With a critical eye, it's easy to notice how dense everything seems, even though there would be enough free space - after all, pixels are free.
On the other hand, of course, there's the trumping argument of success, somewhere much of the website will be solidly justified by A/B testing. But that shouldn't stop me from questioning some of these decisions.
My work starts with basic questions regarding the layout and the underlying information structure Amazon has grown over the years.
My main arguments against the current layout are aimed at the typography in conjunction with layout spacing.
Most of the text is set relatively small with narrow line spacing, resulting in reduced readability. Some elements are close to each other and enjoy only very sparse spacing from the other elements.
In order to stay true to Amazon's style and not produce anything completely unrealistic, I'm sticking with the house font Amazon Ember. It's a friendly humanistic font, which is unfortunately set densely by default and gives its letters little free space.
Hinting ensures readability even on very low-resolution displays, according to Amazon, although the question arises as to what extent this is still necessary nowadays.
I give almost all elements two sizes on top, so we can enjoy 20 point font size for reading text and 18 point for smaller elements.
Left: Original formatting
Right: Improved readability due to bigger line height and more letter spacing
Some of the variations are based on changes to the information architecture, rather than purely typographic adjustments.
For example, an interesting usage resulted for the randomly selected product shown in my screens: The vendor apparently misunderstood the "Select Style" function and offered combinations of products for purchase there.
I dealt with this real problem in the following and tested variants.
Style selection with boxes containing pure typographic descriptions without images.
Style selection with boxes containing descriptions and images, to clarify which products are referenced by the descriptions.
The final version combines many improvements I worked out and tested along the way.
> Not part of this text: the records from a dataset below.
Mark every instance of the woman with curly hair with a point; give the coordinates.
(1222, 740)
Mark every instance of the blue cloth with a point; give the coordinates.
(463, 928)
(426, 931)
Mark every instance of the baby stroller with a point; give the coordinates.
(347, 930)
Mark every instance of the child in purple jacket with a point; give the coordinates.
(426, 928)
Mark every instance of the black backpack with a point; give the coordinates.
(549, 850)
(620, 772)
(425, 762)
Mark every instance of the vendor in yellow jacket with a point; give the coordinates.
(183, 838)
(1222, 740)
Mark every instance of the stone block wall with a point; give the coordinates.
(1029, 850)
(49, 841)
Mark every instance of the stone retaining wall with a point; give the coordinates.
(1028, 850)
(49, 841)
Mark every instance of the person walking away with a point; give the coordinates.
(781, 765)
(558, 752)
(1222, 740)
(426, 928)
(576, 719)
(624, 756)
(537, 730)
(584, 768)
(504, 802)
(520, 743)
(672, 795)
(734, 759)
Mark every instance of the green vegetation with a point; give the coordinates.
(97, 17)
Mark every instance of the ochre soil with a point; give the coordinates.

These include typographic interventions, such as a better letter spacing in the font, a higher line spacing and generally larger typography for improved readability – but also layout decisions, such as tidying up the content of the purchase box on the right.
The description and the selection of the product now have more space, in addition, the purchase options are sorted and arranged more sensibly.
The section Often bought together could slide higher up due to the white space gained and still looks delicate.
The final version containing all optimizations for readability, layout and overview.
Redesigning and noticeably improving such a familiar service requires both subtlety and an almost tactical approach.
The project held a very nice balance between challenge and potential which I now count as one of my favorite projects. Although I faced numerous problems – like Amazon's endless A/B testing, which often changed my starting point – I was able to overcome all of them with persistent testing.